Hakodate Park in the Snow
Guideto JapanTravel History
One winter morning about 10 years ago I took a memorable early morning stroll through Hakodate Park. The skies were blue, but it had snowed the night before, hiding the surroundings under a blanket of white. The park has two features that I am particularly fond of, the historic second building of the old Hakodate Museum and a venerable stone lantern, and I reveled the opportunity to see these garbed in a coat of pristine snow.
The Western-style museum, which opened in 1884, is characterized by an entrance featuring pillars, an arch, and a fanlight of Corinthian design. On this snowy morning, the white walls of the wooden structure melted into the surrounding wintery scene.
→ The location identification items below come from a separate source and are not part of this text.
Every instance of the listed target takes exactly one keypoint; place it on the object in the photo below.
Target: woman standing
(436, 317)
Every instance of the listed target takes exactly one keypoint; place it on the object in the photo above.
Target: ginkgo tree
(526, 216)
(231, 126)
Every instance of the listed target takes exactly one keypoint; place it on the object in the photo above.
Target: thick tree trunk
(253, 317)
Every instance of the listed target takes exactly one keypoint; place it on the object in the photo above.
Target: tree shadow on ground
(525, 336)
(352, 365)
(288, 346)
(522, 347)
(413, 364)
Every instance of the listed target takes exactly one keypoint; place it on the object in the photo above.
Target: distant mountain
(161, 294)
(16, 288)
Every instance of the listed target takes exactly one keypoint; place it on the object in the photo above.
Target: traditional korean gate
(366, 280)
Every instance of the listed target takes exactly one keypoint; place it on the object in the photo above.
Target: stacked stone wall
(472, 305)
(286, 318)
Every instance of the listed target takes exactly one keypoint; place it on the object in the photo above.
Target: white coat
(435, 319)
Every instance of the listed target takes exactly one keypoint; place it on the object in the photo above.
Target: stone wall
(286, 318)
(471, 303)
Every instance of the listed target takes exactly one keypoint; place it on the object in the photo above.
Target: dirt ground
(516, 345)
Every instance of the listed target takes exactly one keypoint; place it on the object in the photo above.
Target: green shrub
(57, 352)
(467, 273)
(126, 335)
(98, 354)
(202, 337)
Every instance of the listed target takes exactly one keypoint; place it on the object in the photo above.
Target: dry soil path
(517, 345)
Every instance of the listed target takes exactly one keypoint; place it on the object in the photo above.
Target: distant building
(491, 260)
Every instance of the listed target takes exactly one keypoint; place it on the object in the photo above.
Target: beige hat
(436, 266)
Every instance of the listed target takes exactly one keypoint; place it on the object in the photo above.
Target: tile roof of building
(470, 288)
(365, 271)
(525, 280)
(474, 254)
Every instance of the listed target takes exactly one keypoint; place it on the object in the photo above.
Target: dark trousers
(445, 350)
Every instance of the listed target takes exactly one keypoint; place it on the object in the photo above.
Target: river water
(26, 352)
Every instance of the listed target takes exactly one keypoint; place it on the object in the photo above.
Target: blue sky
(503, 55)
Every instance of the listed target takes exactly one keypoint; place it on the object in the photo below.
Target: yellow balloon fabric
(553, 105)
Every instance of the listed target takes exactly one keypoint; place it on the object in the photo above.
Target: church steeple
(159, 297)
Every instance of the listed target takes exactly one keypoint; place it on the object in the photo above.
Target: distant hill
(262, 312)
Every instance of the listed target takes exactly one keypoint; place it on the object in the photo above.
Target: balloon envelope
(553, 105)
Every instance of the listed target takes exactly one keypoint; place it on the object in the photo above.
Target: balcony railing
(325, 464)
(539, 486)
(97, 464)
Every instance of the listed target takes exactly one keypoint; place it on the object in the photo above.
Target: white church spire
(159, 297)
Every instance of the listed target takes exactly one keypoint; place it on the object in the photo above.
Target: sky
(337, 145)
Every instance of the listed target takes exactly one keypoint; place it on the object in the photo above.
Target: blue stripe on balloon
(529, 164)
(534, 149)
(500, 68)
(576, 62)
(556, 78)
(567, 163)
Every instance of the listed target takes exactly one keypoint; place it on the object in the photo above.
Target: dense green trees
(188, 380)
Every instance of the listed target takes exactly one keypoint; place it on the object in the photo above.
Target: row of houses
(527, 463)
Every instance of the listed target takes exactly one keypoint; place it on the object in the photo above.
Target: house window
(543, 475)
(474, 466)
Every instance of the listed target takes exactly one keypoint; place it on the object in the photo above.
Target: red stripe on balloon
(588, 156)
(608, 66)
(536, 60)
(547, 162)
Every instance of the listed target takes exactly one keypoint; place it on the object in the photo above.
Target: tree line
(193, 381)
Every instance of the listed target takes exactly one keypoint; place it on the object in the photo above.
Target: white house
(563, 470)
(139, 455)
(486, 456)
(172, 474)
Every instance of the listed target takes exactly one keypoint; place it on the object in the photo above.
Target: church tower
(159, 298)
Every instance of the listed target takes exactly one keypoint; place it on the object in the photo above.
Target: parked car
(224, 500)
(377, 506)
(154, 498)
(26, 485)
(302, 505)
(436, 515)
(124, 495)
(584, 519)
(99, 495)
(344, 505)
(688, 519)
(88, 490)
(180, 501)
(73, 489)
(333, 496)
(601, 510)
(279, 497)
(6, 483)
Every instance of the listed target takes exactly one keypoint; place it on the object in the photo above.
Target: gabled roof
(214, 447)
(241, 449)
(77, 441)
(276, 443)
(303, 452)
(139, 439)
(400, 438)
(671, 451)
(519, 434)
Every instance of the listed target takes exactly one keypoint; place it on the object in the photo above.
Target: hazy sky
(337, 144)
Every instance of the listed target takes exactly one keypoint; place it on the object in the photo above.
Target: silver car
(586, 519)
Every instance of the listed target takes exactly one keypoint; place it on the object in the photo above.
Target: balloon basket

The sun cast shadows across the field of white, adding a contrast that further enhanced the beauty of the moment and the splendor of the 130-year-old building.
A solemn stone lantern that stands under a twisted pine in front of the building added to the charm. Crafted in the yukimi, or “snow-viewing,” style, it lived up to its name, wearing a cap of white. I once had the opportunity to admire the famed misaki-style lantern in the garden of Kyoto’s Katsura Imperial Villa, and gazing at the exquisite mixture of Japanese and Western aesthetic on this snowy morning in Hakodate Park inspired a similar sense of admiration.
Hakodate Park took its current form in 1879 following a proposal by Richard Eusden of the British Consulate in Hakodate. The park was opened with the help of businessman Watanabe Kumashirō and other leading Hakodate figures, who donated money and items like the stone lantern, along with financial support from local citizens.
It is one of the first Western-style parks built in Japan. Established at the foot of Mount Hakodate, its varied terrain offers secluded scenes alongside sweeping views of the nearby Tsugaru Strait. Hakodate Park joins Hakodate’s other valuable cultural properties like museums and libraries established by the early settlers to the area.
The early hour meant I had the park to myself. As I strolled through the confines, I passed by the Karakusakan, a French restaurant inside the park. It had been a while since I enjoyed the shop’s delights, and I made a note to myself to stop by for lunch, after working up an appetite on my walk, of course.
Getting there: Three-minute walk from the Aoyagi-chō stop on the Hakodate City Tram.